To determine the hemodynamic effects of a hypotensive dose of atrial natriuretic factor (ANF), a synthetic peptide containing 26 amino acids of endogenous rat ANF (Arg-Arg-Ser-Ser-Cys-Phe-Gly-Gly-Arg-Ile-Asp-Arg-Ile-Gly-Ala-Gln-Ser-Gly -Leu-Gly-Cys-Asn-Ser-Phe-Arg-Tyr-COOH) was studied in two groups of barbiturate anesthetized rats. In the first experiment, a 20-minute infusion of a hypotensive dose, 95 pmole/min i.v., of the synthetic ANF decreased mean arterial pressure (MAP) by 40 +/- 3 mm Hg from a baseline of 128 +/- 5 mm Hg, and cardiac output (CO) (microsphere method) by 7.8 +/- 1.8 ml/min/100 gm from a baseline of 23.5 +/- 1.3 ml/min/100 gm. Synthetic ANF did not significantly affect the total peripheral resistance (TPR) measured at the end of the 20-minute infusion.

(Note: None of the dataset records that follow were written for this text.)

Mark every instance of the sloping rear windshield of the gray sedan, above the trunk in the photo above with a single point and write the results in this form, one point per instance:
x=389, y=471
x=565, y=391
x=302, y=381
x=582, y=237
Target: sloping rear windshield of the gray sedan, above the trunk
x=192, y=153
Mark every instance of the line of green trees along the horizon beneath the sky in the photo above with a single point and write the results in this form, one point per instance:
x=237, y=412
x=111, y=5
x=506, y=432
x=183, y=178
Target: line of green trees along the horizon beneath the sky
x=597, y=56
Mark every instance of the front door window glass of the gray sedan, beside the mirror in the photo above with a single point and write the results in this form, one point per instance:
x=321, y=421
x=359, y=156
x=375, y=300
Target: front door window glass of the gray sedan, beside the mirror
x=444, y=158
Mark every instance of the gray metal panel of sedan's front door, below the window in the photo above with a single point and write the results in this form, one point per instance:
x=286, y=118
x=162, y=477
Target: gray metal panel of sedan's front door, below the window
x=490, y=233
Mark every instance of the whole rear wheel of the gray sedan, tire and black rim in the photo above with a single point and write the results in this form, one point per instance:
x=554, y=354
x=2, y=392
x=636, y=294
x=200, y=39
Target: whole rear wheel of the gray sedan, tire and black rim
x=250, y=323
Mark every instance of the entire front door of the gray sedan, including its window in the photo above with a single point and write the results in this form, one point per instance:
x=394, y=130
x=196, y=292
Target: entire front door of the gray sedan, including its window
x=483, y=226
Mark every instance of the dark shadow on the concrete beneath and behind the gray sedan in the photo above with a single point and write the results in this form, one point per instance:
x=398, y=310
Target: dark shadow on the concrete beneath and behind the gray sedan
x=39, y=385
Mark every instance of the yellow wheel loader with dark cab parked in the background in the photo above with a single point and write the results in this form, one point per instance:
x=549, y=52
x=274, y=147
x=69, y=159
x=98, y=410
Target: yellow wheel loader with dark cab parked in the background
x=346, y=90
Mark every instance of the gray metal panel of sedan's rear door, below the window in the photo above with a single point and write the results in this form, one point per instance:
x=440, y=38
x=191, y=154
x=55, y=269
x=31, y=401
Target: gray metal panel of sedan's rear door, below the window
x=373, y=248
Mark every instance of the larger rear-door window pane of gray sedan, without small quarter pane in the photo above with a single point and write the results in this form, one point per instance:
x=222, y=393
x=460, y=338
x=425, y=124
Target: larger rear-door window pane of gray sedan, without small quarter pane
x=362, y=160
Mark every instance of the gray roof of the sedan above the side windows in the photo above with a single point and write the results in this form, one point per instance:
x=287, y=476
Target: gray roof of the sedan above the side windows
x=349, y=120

Sodium nitroprusside (SNP), infused at an equihypotensive dose of 20 micrograms/kg/min i.v., produced the same hemodynamic profile in seven other animals; in contrast, 0.3 mg/kg i.v. of hydralazine (n = 7) lowered MAP by 56 +/- 6 mm Hg and reduced TPR index by 3.0 +/- 0.6 mm Hg/ml/min/100 gm, but did not change CO. Other than an increase in coronary blood during SNF infusion, there were no significant changes in the distribution of cardiac output. Infusion of the saline vehicle had no significant effects on any of these parameters. The results of the second experiment in anesthetized rats confirmed that hypotensive doses of 40 and 100 pmole/kg/min i.v. lowered CO (dye dilution method) from a baseline of 33 +/- 6 to a minimum of 24 +/- 2 ml/min/100 gm (p less than 0.05) without affecting TPR. In addition, synthetic ANF did not significantly affect heart rate (HR) but it slightly reduced cardiac contractility (dp/dt50). These results suggest that the hypotensive dose of synthetic ANF reduced cardiac output, partially by diminishing stroke volume, and perhaps contractility.